Turkish Scientist Warns Of Further Rise In Virus Cases

ANKARA, TURKEY 

The high number of ceremonies during summer, indifference of people to the pandemic measures and rise in domestic travels have raised the number of coronavirus cases in the country, especially the capital Ankara, said a member of the Turkish Health Ministry’s Social Sciences Advisory Board on Friday.

Dr. Mustafa Necmi Ilhan, the dean of Gazi University’s Medical School in the capital Ankara, told Anadolu Agency the reasons for the rise in the number of COVID-19 infections across the country, particularly in the capital.

Drawing attention to the latest cases in Ankara, Ilhan said the capital has been at the top in the number of COVID-19 cases for the last few days.

“When we look at the Health Ministry’s [mobile] HES application, we can see that almost the entire city is marked in red.
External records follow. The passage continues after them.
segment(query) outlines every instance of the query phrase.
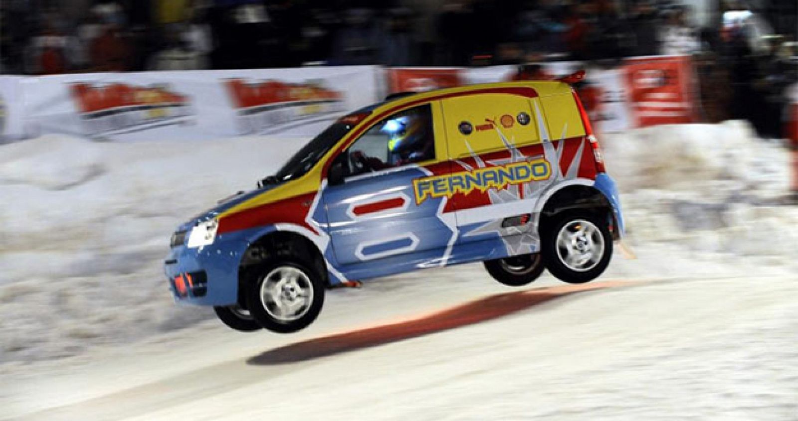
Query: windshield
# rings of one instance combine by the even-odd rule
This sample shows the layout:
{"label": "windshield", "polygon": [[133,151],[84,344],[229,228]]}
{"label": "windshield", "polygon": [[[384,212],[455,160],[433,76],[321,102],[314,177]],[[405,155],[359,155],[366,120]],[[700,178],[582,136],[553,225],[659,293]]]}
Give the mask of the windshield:
{"label": "windshield", "polygon": [[355,124],[347,124],[340,120],[336,121],[331,126],[328,127],[326,130],[313,138],[312,140],[308,142],[307,144],[294,155],[277,171],[274,178],[269,177],[265,181],[267,183],[269,181],[279,183],[304,175],[354,126]]}

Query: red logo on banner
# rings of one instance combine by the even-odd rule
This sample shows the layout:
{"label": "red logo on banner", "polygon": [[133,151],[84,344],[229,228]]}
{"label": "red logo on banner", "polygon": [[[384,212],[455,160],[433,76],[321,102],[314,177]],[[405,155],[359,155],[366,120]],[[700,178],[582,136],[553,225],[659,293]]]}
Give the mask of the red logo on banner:
{"label": "red logo on banner", "polygon": [[463,85],[460,69],[389,69],[391,93],[424,92]]}
{"label": "red logo on banner", "polygon": [[343,111],[343,95],[316,84],[230,79],[224,85],[236,108],[242,133],[265,132],[288,123]]}
{"label": "red logo on banner", "polygon": [[188,97],[165,85],[96,86],[79,82],[69,89],[89,135],[177,124],[192,114]]}
{"label": "red logo on banner", "polygon": [[624,66],[638,127],[696,121],[689,58],[630,58]]}
{"label": "red logo on banner", "polygon": [[310,84],[290,84],[281,81],[247,83],[230,79],[225,85],[237,108],[248,108],[296,101],[340,101],[341,92]]}

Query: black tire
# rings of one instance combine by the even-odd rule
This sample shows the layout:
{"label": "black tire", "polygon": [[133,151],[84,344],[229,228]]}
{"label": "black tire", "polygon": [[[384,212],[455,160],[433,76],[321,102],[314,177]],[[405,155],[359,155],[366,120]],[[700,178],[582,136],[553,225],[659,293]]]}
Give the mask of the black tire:
{"label": "black tire", "polygon": [[[280,279],[290,279],[294,275],[297,277],[293,283],[279,286]],[[267,287],[263,286],[265,282],[268,282]],[[270,290],[269,284],[277,285]],[[280,289],[277,297],[271,293],[275,289]],[[266,295],[262,297],[262,292]],[[310,266],[298,259],[281,258],[262,265],[255,277],[248,283],[247,306],[255,320],[267,330],[290,333],[306,328],[316,320],[324,305],[324,293],[322,277]],[[305,299],[301,300],[302,297]],[[280,317],[279,313],[285,311],[282,305],[291,309],[294,305],[298,305],[297,314]]]}
{"label": "black tire", "polygon": [[216,317],[222,321],[222,323],[239,332],[255,332],[263,329],[246,309],[239,305],[229,307],[217,305],[213,308],[213,311],[216,312]]}
{"label": "black tire", "polygon": [[522,254],[484,262],[488,273],[508,286],[523,286],[543,273],[545,266],[539,253]]}
{"label": "black tire", "polygon": [[[543,227],[541,233],[541,254],[546,268],[555,277],[569,284],[583,284],[598,277],[604,272],[612,257],[612,236],[610,234],[606,221],[591,214],[572,212],[557,215],[551,220],[550,224],[547,225],[547,226]],[[577,234],[575,230],[578,231],[582,226],[585,227],[586,232],[590,230],[590,234],[582,234],[581,239],[578,236],[577,239],[571,240],[574,242],[567,240],[568,232]],[[558,238],[563,230],[567,232],[563,234],[566,237],[563,237],[562,241],[567,242],[569,244],[567,246],[562,242],[558,244]],[[586,242],[588,242],[588,238],[591,242],[589,243]],[[597,250],[596,246],[598,242],[602,242],[600,250]],[[579,246],[579,243],[582,245]],[[569,252],[577,251],[577,248],[580,246],[583,249],[579,250],[592,250],[593,253],[587,252],[585,254],[576,253],[575,255],[589,254],[591,256],[591,259],[583,265],[573,261],[568,263],[567,261],[567,256],[570,255]]]}

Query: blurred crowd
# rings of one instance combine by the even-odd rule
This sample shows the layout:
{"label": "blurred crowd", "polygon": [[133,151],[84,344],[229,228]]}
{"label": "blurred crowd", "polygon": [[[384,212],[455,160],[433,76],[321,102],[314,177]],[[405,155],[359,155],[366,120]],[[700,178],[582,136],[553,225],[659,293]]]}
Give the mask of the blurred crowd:
{"label": "blurred crowd", "polygon": [[709,120],[769,118],[764,114],[772,107],[763,101],[796,78],[798,3],[758,1],[756,10],[745,1],[718,0],[701,27],[689,3],[2,0],[0,73],[547,60],[611,65],[630,56],[692,54],[702,96],[709,96]]}
{"label": "blurred crowd", "polygon": [[[729,10],[746,7],[726,3]],[[69,10],[76,4],[84,6]],[[745,19],[737,34],[720,16],[716,25],[697,28],[691,10],[682,4],[4,0],[0,70],[53,74],[308,64],[448,66],[706,51],[743,53],[731,45],[739,37],[747,38],[751,51],[745,53],[767,53],[760,35],[772,30],[764,19]]]}

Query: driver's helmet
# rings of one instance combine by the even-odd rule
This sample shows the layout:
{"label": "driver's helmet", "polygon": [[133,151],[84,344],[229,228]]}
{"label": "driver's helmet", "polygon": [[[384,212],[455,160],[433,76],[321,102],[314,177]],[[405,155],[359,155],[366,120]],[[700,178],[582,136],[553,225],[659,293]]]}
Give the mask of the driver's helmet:
{"label": "driver's helmet", "polygon": [[402,116],[385,121],[381,131],[390,136],[388,149],[391,160],[415,160],[413,154],[423,153],[429,139],[429,122],[422,116]]}

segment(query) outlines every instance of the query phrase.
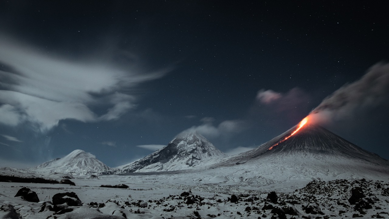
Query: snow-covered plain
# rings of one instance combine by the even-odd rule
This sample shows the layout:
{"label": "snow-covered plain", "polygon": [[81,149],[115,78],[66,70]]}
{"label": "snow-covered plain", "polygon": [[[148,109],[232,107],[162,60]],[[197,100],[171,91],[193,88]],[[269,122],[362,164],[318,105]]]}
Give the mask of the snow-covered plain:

If we ask why the numbers are high in Ankara, there are actually two main reasons for this,” he said.

He said one of these is that there are so many ceremonies, including those for weddings, circumcisions, and engagements in Ankara, particularly the street ceremonies.

“Although restrictions are imposed, these [activities] so far are among the important reasons for the rise in cases,” he added.

Highlighting the young people’s social activities, Ilhan said the young population gets together too often, and due to the gatherings of the young population, the disease is transmitted and people become infected.

“When we look into 1,700 cases diagnosed yesterday [Sept. 9], we know that 64 of them were under 14 years old and 226 of them between 15 and 24. Almost one in every six diagnosed people is under 24 years old — our young people and children,” he said.

He said these young people transmit the virus, bringing it into their environment, and they actually do not pay attention to that.

 

Socio-economic reasons

On another point, he stressed the socio-economic structure of the capital that people living in Ankara are mostly from the lower-middle, middle and upper-middle socio-economic levels.

“People in Ankara mostly go to their hometowns during their vacation. They also partially go to holiday resorts for short periods. Most public and private sector employees have taken their annual leaves together with Eid al-Adha holidays. The virus had spread across Turkey after Ankara, Istanbul, Izmir, Kocaeli, and Konya due to the lifting of inter-provincial travel restrictions.

“During their annual leaves, people transmitted the virus to others in places they went and raised the number of cases,” he said.

Ilhan underlined that when those people come back to the big cities such as Ankara, Istanbul, Kocaeli, Bursa or Konya, the number of infections would probably rise again.

On the solution, he said those who travel need to go into self-quarantine after they return.

Ilhan said they should restrict themselves at home for at least five days, as if they had been in contact with an infected person.

“However, considering working conditions, this seems unlikely. But, even if people do not self-quarantine after returning to Ankara from their vacation or hometown, they can still protect themselves and reduce the risk of infecting others — if they have the virus— by paying attention to social distance, mask, and hygiene rules as well as avoiding the crowded places,” he added.

The country’s overall infection count reached 286,455, with 1,512 new cases, according to Health Ministry data. Some 1,219 additional patients recovered over the past 24 hours, bringing the total to 255,407. The virus-linked death toll, meanwhile, rose to 6,895 as 58 more people succumbed to the disease.

The novel virus, which surfaced in the Chinese city of Wuhan last December, has infected over 28.2 million people, and claimed more than 910,100 lives in 188 countries and regions, according to the US’ Johns Hopkins University.